In images, almost always the main objects within the depth-of-field are in focus and all other objects including the background are blurred, at least to some extent. This happens due to the natural limitations of optical lenses and it is a difficult task to produce an image with all objects in focus.

To tackle exactly this problem, researchers from the University of Science and Technology Beijing and the Norwegian University of Science and Technology proposed a new deep neural network that fuses a set of different images and produces a single, all-in-focus image. Their network called Gradient Aware Cascade Network (GACN) simultaneously generates a fused image as a result of end-to-end training. In addition to the novel network, researchers also proposed a novel loss function that is supposed to “preserve” the gradient information in the output image.

The complex proposed architecture consists of two main paths: the feature extraction path and the decision path. The feature extraction part of the model tries to extract multi-scale features from each of the sets of images and uses dense connections to fuse the output of each layer to the other layers. Researchers do not employ pooling layers in the feature extraction network in order to avoid loss of details. Then, from the extracted features, researchers compute multi-scale activity level maps for each scale. These concatenated paths are given to the decision path module, which is responsible for deciding which parts of which images should be fused.

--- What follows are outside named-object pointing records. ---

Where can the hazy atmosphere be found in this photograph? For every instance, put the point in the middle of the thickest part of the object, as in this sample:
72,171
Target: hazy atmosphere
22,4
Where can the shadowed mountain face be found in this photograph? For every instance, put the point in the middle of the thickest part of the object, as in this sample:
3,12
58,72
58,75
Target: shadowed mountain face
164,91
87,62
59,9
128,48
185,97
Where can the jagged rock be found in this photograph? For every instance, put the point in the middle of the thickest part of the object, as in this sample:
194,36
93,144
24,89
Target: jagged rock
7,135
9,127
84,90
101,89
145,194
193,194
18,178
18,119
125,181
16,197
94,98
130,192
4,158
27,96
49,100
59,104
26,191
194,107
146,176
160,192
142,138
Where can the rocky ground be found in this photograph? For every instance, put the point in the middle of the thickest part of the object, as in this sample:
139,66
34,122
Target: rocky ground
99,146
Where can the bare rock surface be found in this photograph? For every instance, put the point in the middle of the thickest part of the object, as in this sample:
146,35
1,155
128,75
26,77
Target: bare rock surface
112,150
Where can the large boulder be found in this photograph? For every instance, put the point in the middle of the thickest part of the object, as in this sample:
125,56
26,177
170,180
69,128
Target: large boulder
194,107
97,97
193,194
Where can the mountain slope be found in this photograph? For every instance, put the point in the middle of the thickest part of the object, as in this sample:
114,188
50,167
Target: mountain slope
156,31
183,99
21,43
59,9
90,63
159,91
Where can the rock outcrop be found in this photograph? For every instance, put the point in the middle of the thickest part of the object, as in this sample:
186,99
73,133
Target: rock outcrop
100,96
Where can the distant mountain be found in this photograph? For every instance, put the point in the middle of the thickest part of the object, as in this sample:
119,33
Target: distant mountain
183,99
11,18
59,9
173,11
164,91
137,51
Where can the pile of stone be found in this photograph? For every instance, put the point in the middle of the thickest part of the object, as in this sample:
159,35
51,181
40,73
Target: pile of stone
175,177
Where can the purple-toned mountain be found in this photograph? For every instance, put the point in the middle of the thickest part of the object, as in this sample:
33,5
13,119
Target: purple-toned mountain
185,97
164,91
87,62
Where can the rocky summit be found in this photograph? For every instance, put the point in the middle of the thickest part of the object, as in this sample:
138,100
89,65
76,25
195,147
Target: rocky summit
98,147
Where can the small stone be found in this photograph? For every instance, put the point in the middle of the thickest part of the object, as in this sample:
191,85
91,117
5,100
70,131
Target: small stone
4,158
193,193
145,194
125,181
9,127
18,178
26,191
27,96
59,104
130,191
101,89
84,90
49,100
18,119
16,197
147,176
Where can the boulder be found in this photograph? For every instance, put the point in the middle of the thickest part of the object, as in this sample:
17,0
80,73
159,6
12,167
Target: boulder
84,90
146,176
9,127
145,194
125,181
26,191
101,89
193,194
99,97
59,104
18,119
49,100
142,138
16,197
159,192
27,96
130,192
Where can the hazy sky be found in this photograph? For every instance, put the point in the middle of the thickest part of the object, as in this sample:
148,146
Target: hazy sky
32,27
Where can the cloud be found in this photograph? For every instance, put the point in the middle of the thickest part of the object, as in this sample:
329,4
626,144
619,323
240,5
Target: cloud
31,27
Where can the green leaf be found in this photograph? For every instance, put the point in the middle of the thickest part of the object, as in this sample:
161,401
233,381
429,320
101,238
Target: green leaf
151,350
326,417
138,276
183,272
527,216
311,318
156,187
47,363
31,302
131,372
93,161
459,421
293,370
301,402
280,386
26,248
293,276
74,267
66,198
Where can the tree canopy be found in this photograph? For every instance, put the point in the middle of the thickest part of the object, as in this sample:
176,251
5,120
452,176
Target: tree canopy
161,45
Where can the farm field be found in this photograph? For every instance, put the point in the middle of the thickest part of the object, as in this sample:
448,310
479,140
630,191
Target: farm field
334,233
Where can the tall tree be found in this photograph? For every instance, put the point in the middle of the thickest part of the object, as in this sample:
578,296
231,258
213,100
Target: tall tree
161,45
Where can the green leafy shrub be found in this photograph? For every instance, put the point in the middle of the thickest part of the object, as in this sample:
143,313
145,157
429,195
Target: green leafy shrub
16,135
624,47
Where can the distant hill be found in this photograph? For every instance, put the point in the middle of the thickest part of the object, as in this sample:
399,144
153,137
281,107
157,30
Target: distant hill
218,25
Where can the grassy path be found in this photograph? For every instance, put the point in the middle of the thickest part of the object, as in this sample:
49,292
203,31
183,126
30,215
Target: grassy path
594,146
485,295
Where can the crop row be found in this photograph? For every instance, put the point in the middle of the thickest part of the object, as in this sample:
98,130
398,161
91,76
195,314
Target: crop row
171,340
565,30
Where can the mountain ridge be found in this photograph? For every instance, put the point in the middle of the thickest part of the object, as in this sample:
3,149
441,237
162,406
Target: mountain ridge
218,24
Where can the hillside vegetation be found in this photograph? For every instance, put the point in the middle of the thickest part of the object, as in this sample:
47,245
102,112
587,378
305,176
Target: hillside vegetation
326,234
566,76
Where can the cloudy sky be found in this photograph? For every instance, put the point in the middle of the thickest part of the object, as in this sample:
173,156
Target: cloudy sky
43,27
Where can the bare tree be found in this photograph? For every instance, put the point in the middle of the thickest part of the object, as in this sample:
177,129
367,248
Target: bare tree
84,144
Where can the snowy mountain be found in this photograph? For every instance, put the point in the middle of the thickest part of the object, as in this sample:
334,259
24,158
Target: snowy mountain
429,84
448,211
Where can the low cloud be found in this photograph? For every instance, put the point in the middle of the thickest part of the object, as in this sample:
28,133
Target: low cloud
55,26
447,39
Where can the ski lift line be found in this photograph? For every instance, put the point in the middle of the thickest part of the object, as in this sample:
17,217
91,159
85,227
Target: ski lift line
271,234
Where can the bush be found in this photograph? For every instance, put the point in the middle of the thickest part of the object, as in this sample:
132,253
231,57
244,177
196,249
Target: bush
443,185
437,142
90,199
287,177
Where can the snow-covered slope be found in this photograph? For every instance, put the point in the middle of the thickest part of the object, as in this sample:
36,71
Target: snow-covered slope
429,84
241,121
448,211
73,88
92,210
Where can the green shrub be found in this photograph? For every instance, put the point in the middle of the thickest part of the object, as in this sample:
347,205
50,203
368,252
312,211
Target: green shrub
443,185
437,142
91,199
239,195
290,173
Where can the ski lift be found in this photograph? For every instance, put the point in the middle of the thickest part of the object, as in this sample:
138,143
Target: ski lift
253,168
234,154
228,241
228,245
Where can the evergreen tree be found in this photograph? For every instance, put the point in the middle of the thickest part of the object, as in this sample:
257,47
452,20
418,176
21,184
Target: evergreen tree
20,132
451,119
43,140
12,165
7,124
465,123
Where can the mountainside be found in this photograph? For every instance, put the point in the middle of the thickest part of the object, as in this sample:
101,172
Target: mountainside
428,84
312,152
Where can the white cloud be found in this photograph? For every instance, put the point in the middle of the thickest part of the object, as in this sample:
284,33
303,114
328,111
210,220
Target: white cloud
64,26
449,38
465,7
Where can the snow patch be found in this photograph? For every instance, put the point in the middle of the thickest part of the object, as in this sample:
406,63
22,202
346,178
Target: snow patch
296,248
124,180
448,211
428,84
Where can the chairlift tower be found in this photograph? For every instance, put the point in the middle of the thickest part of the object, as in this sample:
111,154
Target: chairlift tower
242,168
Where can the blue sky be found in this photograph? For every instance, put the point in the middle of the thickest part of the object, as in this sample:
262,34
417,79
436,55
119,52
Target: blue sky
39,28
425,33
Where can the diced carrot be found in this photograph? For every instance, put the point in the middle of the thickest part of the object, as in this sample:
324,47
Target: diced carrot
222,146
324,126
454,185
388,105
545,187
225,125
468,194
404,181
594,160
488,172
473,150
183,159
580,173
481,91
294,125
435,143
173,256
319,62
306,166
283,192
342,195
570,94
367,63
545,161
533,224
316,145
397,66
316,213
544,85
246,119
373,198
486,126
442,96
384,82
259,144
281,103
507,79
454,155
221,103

The decision path module calculates a so-called decision map, which basically tells which pixels from which image is more clear than the rest of its correspondents. This decision map is iteratively updated and boundaries are smoothed applying some threshold operations on the initial decision maps. In the end, the initial decision map is fused with a smoothed decision map to generate the fused output using the source images.

Researchers conducted extensive experiments comparing the proposed method with recent state-of-the-art image fusion methods. For the training and experimentation, researchers generated a multi-source image dataset from the popular MS-COCO dataset. According to researchers, the experiments showed that the method is able to successfully fuse an all-in-focus image and increase the image quality over existing baselines, while at the same time improving the implementation efficiency.

The paper was published on arxiv. Researchers open-sourced the implementation of GACN network and it can be found on Github.